I’m using http calls to the gpt-4 model API from a NextJS app. They work quite well, with one exception: waiting for server response. When I look at the network requests and responses in the browser dev tools, all metrics are in the milliseconds range, but “waiting on server response” is in the 20 to 30 seconds range. The queries involve simple math and algebra questions and total tokens are around 1,000. Anyone have any suggestions? [UPDATE: In reviewing OpenAI online help, I found this regarding rate tiers: “Organizations in higher tiers also get access to lower latency models.”. Since I only started recently testing the API, and have only spent $US 12 so far, that make explain the slow response - I’m in a higher latency tier.]
You could listen for streaming response, instead of waiting for the full completion to be generated
May I know what method you are using?
Chat Completion or Assistant?
I’ll look into that, thanks.
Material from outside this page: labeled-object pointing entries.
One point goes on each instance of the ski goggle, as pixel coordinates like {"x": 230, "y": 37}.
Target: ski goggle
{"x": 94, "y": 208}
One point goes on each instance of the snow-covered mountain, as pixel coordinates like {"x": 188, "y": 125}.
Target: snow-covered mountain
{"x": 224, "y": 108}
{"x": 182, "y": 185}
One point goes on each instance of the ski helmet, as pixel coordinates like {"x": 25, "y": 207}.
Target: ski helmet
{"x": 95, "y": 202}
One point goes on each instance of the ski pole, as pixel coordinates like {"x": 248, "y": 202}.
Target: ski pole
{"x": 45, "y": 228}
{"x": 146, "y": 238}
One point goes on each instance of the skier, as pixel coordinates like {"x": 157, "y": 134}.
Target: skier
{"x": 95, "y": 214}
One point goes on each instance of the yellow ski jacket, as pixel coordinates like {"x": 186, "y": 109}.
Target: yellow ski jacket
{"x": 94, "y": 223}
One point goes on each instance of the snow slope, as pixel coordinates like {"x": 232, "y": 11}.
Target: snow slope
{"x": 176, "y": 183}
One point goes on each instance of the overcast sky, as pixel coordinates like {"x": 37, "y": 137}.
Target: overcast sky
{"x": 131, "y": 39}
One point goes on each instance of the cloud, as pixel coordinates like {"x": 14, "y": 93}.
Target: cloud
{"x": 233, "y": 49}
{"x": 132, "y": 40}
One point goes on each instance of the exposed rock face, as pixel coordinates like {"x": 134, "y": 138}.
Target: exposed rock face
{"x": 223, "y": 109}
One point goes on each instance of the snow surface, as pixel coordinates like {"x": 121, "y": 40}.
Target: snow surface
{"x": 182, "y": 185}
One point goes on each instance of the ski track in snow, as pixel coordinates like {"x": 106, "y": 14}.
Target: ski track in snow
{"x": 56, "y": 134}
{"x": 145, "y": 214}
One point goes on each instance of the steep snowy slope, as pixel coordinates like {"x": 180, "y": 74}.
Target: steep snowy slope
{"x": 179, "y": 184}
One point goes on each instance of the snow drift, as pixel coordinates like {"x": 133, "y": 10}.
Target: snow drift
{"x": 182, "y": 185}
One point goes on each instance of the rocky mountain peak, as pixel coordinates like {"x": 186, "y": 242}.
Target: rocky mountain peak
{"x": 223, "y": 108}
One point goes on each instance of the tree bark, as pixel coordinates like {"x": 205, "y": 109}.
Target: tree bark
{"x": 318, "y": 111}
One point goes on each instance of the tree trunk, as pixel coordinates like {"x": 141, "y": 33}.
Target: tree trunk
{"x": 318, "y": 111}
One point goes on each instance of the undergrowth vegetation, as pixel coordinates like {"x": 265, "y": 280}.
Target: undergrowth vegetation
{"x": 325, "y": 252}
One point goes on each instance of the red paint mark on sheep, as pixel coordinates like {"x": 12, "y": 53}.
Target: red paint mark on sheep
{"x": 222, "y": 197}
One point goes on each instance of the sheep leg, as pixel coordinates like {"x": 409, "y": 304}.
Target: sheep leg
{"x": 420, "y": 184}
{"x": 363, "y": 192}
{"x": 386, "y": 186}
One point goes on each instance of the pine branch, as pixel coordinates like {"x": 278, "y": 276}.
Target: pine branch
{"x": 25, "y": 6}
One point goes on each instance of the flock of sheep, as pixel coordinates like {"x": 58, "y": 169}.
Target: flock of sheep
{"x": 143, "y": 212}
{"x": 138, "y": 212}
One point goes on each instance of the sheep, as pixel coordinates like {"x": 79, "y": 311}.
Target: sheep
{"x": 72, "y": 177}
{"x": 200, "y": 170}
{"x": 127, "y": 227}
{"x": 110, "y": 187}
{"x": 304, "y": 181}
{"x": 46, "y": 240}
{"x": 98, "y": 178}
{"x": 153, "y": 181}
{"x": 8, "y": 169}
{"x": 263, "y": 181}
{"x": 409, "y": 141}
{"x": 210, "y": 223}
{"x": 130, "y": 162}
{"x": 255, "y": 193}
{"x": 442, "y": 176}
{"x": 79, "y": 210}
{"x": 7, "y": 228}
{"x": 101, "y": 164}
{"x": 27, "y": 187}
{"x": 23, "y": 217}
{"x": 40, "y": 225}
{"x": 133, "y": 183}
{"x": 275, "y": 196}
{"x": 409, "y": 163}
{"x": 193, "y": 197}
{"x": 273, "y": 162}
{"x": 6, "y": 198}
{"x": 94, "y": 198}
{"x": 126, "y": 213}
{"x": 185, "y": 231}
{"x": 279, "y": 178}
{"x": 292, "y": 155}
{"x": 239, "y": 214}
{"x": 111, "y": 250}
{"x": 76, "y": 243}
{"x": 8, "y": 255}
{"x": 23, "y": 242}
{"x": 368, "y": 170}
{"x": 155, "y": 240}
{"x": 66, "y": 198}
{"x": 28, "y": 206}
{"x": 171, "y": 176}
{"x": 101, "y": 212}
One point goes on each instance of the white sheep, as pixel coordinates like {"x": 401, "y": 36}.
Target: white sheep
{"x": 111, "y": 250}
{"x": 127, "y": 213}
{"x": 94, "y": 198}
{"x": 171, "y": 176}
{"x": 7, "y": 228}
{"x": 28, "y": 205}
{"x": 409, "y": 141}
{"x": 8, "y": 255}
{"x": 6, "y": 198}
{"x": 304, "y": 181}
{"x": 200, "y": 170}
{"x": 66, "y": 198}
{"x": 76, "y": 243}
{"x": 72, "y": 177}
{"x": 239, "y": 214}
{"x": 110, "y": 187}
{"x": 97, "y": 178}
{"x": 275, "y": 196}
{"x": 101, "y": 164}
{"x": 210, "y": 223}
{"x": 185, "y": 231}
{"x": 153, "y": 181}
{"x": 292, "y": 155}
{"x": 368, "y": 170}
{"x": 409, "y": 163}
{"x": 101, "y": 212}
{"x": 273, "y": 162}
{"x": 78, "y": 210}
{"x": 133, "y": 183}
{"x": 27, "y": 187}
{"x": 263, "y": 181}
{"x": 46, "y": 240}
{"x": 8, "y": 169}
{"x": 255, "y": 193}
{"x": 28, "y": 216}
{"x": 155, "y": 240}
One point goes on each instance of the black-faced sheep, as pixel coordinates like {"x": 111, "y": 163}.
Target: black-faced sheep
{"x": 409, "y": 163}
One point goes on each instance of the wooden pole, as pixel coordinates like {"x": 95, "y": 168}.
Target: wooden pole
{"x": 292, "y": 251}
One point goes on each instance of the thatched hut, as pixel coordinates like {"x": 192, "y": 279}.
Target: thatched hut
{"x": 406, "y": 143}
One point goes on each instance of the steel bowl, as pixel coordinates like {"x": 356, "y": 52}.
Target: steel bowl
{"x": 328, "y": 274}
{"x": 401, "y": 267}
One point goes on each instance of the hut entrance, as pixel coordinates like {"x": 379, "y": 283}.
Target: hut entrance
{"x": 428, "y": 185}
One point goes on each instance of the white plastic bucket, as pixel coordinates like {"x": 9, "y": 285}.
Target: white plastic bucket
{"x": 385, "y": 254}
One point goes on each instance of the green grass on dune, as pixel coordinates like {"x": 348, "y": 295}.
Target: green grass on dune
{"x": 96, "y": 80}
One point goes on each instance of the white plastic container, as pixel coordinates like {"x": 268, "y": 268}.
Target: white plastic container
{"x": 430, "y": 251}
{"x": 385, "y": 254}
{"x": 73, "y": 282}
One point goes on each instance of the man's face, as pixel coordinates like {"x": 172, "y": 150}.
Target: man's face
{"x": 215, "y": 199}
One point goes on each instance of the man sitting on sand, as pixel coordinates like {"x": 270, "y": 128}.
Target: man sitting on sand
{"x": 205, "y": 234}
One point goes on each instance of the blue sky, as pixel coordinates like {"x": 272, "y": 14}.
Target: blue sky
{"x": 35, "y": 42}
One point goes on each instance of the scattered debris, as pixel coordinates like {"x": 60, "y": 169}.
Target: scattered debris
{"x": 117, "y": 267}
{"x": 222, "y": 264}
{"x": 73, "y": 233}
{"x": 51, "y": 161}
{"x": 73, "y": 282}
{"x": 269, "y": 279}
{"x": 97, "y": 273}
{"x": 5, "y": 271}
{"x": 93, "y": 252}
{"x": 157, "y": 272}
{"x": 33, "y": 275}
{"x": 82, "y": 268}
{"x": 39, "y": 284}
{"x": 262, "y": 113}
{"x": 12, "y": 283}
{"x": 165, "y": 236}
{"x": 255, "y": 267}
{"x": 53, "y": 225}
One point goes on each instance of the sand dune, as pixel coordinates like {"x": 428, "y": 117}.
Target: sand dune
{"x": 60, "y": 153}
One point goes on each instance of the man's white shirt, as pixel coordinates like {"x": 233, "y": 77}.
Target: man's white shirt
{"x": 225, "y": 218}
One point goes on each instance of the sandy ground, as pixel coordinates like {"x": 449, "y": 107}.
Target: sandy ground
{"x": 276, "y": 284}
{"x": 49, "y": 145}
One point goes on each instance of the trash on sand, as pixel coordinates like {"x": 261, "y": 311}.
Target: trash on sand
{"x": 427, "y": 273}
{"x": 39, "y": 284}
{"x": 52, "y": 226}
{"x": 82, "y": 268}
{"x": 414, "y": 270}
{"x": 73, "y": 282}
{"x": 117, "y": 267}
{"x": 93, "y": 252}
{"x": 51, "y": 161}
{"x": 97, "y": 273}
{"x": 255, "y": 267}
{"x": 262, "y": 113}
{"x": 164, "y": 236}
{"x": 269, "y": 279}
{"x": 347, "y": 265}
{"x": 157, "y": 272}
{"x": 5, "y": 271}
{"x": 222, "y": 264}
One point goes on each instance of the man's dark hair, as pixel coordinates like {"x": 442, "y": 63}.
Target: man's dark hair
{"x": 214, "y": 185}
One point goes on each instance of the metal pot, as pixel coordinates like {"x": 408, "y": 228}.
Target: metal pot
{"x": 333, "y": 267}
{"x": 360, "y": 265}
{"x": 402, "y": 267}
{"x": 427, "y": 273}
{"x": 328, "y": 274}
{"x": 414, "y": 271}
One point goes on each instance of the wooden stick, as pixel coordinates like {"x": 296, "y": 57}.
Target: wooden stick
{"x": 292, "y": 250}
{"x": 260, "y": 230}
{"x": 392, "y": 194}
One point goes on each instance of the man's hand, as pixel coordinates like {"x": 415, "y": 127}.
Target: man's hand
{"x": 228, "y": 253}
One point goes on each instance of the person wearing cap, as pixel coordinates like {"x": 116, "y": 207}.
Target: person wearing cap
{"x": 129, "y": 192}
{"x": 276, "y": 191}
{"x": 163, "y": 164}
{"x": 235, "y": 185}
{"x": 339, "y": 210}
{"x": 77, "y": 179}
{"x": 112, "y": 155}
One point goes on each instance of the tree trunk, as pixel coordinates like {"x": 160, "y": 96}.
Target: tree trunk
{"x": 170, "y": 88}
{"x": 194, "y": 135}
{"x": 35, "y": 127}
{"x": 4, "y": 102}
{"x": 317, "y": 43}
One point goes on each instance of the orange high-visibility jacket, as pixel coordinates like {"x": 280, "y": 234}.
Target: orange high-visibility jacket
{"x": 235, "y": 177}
Although, the response takes less than a second to download, so it is not a lot of content. Attached is a screenshot of typical response timing.
I’m using Chat Completion. I get similar results using the gpt-4 and gpt-4-1106 preview models.
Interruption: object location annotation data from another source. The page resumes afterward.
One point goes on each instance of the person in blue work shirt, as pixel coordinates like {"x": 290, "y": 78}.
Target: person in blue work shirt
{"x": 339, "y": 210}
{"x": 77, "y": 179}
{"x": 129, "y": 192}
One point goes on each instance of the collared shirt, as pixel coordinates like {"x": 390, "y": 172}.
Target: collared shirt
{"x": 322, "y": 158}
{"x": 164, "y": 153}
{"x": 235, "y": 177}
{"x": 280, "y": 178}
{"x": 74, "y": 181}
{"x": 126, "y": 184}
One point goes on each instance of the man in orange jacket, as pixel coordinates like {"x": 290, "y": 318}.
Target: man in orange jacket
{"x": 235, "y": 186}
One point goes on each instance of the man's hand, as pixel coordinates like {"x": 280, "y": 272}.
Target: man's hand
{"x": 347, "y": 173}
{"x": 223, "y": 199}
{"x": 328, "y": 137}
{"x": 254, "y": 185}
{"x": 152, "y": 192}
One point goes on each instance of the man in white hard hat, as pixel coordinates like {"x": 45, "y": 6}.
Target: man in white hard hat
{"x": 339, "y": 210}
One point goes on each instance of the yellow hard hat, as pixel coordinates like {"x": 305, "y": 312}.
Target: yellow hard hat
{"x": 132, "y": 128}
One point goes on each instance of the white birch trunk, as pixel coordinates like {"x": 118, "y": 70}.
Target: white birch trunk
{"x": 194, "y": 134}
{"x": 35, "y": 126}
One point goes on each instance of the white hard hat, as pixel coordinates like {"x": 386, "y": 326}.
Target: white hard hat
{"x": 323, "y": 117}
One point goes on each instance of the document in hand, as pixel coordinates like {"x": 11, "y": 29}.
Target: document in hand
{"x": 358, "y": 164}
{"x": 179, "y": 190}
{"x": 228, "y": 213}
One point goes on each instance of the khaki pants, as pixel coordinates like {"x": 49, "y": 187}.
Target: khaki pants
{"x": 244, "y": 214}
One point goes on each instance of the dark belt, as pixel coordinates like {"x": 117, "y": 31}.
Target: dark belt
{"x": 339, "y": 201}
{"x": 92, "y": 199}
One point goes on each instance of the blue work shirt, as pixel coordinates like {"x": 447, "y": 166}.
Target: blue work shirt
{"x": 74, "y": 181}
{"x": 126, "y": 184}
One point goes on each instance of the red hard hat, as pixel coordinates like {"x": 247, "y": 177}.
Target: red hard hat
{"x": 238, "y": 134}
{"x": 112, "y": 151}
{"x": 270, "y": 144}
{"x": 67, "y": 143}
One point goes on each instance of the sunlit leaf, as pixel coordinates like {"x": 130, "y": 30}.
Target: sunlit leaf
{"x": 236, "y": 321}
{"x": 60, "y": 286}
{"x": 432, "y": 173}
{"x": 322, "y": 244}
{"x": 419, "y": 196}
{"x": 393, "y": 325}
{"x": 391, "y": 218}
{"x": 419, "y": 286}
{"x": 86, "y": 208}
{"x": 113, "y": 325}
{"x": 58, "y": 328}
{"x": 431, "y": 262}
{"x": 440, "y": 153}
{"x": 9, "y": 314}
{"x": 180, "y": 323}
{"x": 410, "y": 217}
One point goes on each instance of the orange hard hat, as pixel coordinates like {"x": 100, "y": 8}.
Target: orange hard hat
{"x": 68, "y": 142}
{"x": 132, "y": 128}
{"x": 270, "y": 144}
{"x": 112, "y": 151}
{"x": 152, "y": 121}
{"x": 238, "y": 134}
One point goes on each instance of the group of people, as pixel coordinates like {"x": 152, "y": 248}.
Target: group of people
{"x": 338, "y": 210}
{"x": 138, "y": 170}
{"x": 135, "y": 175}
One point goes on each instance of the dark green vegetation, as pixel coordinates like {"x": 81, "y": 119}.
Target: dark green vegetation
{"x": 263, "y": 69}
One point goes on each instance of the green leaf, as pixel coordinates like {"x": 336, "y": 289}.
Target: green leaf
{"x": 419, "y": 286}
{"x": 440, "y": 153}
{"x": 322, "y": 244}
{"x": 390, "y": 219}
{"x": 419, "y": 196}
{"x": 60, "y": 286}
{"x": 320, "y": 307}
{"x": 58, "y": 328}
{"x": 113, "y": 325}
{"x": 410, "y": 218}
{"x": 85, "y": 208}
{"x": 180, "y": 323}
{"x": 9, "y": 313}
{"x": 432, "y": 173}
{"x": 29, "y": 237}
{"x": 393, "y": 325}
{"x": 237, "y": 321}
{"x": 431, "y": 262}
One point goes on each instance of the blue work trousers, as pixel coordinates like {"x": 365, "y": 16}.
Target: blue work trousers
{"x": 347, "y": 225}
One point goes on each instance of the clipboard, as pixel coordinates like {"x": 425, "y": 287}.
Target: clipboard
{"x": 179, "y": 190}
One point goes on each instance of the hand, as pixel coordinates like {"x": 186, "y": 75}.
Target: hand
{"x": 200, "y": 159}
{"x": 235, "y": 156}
I suppose streaming might be able to provide you a better experience, at least you know that it’s responding. However, I suppose response time below 1 minute for 1k tokens is quite reasonable.
I just gave both chat completion and assistant application a shot. Both are below 1k for simple interaction like “give me a code snippet to parse csv file in python”.
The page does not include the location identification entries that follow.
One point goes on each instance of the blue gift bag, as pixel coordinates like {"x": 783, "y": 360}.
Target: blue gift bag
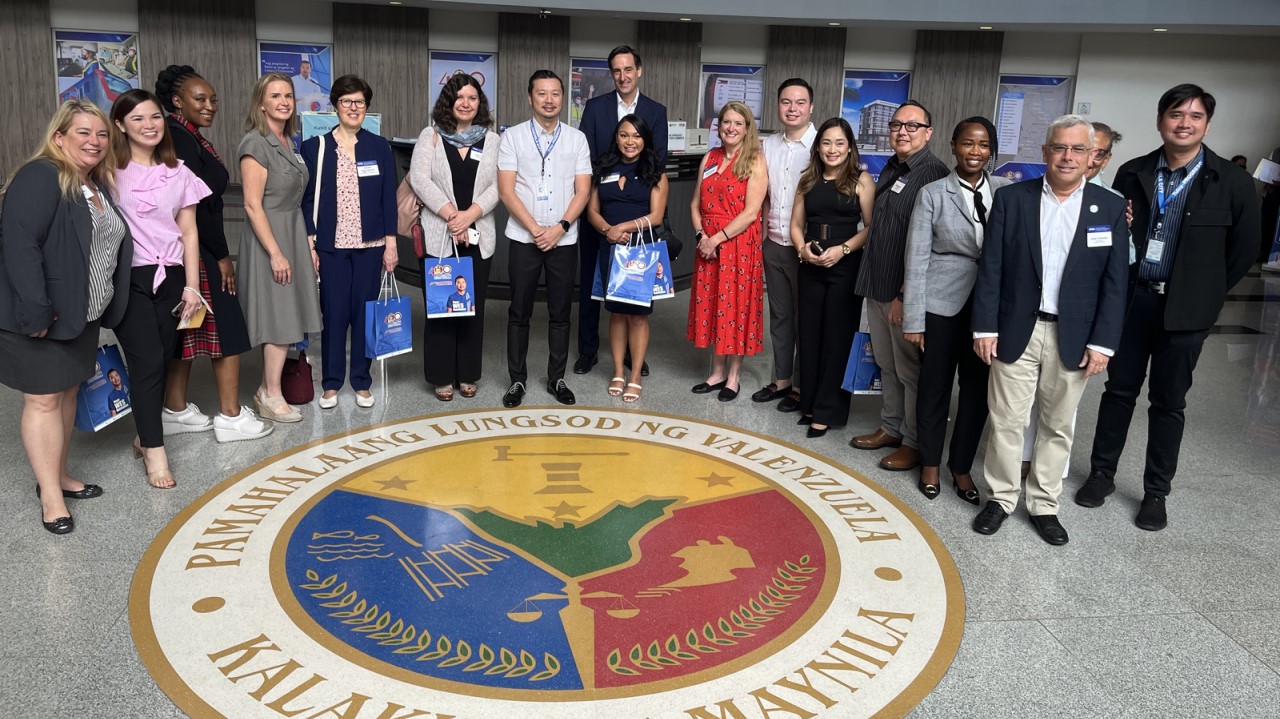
{"x": 447, "y": 283}
{"x": 104, "y": 398}
{"x": 387, "y": 323}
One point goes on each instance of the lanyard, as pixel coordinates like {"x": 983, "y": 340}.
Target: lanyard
{"x": 539, "y": 145}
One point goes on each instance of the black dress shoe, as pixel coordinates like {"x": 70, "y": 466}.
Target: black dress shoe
{"x": 88, "y": 491}
{"x": 1050, "y": 529}
{"x": 1095, "y": 490}
{"x": 1152, "y": 516}
{"x": 515, "y": 395}
{"x": 988, "y": 521}
{"x": 561, "y": 390}
{"x": 60, "y": 526}
{"x": 790, "y": 403}
{"x": 584, "y": 363}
Thanks very much for your help. I’ve been developing the app for a few weeks and have done hundreds of similar math/algebra queries as part of testing. In Playground or ChatGPT-4 the LLM responds in seconds. It’s only the API calls that are slow, and the problem has gotten worse in the last few weeks. It suggest to me OpenAI isn’t handling the API requests queue very well, but it doesn’t seem many other people are having a similar problem.
I thihnk, streaming isn’t so much about download speed, but how soon the server begins sending the response. Wait for the full 1000 tokens to be generated, or start receiving after the first ten? If that makes sense.
Thanks, I’m just using an axios library for async calls. I’ll try the OpenAI library (which supports streaming) and see if that helps. I appreciate your response.